One plush Sunday morning in La Condesa neighborhood, Mexico City, my family of four hopped on bicicletas and rolled down to the corner of our tree-lined street, rode a block to the right, and came to an intersection occupied by a special tent and a team of bike helpers. Feeling deflated? They got you. Need a spokes-person? Bike tools and expertise await. From here we were tapped into 35 miles of closed roads and safe bicycle passage through Mexico City.
This happens every Sunday in Mexico City.

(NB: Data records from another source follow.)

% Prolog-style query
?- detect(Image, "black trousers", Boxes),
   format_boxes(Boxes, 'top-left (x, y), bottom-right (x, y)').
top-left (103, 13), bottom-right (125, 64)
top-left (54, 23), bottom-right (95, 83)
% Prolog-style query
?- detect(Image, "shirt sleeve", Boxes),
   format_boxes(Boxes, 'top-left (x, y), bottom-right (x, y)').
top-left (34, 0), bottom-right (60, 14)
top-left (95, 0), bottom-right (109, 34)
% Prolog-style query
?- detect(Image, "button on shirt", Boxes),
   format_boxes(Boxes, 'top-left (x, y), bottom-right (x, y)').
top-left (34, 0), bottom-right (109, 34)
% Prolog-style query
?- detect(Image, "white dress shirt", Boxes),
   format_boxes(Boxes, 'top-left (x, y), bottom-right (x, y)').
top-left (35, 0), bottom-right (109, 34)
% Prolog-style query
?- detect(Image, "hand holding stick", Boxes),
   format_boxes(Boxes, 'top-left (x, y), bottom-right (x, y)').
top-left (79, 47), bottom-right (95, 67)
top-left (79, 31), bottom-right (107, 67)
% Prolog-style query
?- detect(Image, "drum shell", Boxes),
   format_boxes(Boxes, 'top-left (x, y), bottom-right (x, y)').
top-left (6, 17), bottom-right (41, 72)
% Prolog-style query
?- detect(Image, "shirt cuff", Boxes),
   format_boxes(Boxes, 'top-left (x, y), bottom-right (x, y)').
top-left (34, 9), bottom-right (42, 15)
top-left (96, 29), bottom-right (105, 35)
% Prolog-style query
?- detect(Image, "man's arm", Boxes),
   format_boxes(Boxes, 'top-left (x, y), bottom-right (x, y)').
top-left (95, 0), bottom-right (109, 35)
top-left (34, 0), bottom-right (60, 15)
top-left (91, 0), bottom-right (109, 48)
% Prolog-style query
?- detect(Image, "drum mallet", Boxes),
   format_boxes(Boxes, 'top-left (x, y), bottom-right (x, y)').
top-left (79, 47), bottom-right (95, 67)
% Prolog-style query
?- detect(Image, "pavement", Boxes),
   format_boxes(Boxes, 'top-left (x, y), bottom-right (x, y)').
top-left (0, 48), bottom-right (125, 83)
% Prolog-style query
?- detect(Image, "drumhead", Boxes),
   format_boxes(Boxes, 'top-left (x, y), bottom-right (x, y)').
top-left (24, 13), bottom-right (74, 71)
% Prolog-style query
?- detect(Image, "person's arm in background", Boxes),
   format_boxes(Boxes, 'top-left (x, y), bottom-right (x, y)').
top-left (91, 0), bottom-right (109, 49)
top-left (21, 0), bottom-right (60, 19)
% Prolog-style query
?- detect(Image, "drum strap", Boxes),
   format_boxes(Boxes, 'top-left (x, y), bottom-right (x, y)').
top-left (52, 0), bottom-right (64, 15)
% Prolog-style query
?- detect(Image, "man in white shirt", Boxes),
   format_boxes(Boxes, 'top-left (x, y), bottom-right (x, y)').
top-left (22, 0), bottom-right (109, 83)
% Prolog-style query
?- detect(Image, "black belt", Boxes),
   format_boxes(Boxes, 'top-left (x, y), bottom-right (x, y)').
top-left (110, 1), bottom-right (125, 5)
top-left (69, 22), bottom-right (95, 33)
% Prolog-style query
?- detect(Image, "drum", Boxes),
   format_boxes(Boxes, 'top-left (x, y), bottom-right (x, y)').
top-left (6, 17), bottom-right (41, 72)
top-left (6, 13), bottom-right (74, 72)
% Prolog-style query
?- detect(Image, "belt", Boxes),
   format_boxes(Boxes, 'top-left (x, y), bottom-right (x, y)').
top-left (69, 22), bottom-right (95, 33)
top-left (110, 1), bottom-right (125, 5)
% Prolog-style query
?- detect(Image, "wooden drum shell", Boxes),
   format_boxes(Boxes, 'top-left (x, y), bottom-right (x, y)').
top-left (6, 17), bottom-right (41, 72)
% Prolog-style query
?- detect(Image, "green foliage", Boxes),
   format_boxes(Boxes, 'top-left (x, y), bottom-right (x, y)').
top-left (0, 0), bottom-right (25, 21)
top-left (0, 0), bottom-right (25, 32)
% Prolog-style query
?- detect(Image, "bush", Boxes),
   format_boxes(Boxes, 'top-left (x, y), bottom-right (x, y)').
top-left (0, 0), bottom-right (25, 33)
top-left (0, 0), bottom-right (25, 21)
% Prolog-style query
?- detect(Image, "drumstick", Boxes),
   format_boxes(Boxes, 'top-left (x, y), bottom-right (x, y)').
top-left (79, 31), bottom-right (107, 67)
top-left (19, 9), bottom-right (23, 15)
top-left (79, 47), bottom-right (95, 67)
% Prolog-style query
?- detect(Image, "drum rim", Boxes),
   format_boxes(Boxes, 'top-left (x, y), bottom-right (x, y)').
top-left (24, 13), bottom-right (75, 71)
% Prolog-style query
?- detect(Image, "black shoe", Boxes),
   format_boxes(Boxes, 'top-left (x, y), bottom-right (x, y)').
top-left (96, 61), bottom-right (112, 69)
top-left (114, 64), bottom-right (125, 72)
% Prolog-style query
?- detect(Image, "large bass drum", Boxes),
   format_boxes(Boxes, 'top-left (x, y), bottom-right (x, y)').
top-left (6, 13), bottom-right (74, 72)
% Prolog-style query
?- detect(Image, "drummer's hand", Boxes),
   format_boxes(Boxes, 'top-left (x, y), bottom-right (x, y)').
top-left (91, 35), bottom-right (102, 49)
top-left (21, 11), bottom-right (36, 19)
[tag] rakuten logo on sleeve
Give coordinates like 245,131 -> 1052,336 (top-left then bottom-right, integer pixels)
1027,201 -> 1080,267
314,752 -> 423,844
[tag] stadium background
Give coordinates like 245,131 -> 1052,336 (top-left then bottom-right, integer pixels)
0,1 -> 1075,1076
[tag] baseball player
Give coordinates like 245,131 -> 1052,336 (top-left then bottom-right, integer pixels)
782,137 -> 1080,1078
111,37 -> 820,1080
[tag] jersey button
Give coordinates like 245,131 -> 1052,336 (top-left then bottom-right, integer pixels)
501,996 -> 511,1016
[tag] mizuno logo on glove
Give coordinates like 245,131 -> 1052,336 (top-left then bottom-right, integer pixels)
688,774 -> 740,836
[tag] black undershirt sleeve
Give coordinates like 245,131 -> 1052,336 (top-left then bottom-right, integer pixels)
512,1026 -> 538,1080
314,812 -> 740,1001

We rolled through neighborhoods and were periodically stopped at intersections by helpers with little stop signs. Many of them pulled out megaphones and rattled off bicycle safety speeches before the light changed. Then they waved us along, imploring us to have “un día excelente!”
We rode up to the main drag, Paseo de la reforma, circled fountains and statues, zipped around rollerbladers, and cruised without problem.
The fact that a megalopolis of 21 plus million with a history of “creative” (digamos) driving can pull this off blows my mind. In the Bay Area there is occasionally a “Sunday Streets” event where a few blocks are closed off in Berkeley or San Francisco, and it’s great, but it always feels like such a novelty, and if you miss it, you miss it. This is clear, exciting proof we can do much, much better.
After a long cruise down Paseo de la reforma, we rolled up in front of el Palacio de Bellas Artes. From there, it was an easy roll to the main Zócalo itself, again filled with soccer fans, where we happened to arrive in time to watch on the big screen as the Russians knocked Spain out of the Copa Mundial with penalty kicks.
Our final stretch took us all the way back up Reforma to beautiful Chapultepec Park and where we strolled through the song of the venders and rode back to our neighborhood to complete a great day on two wheels.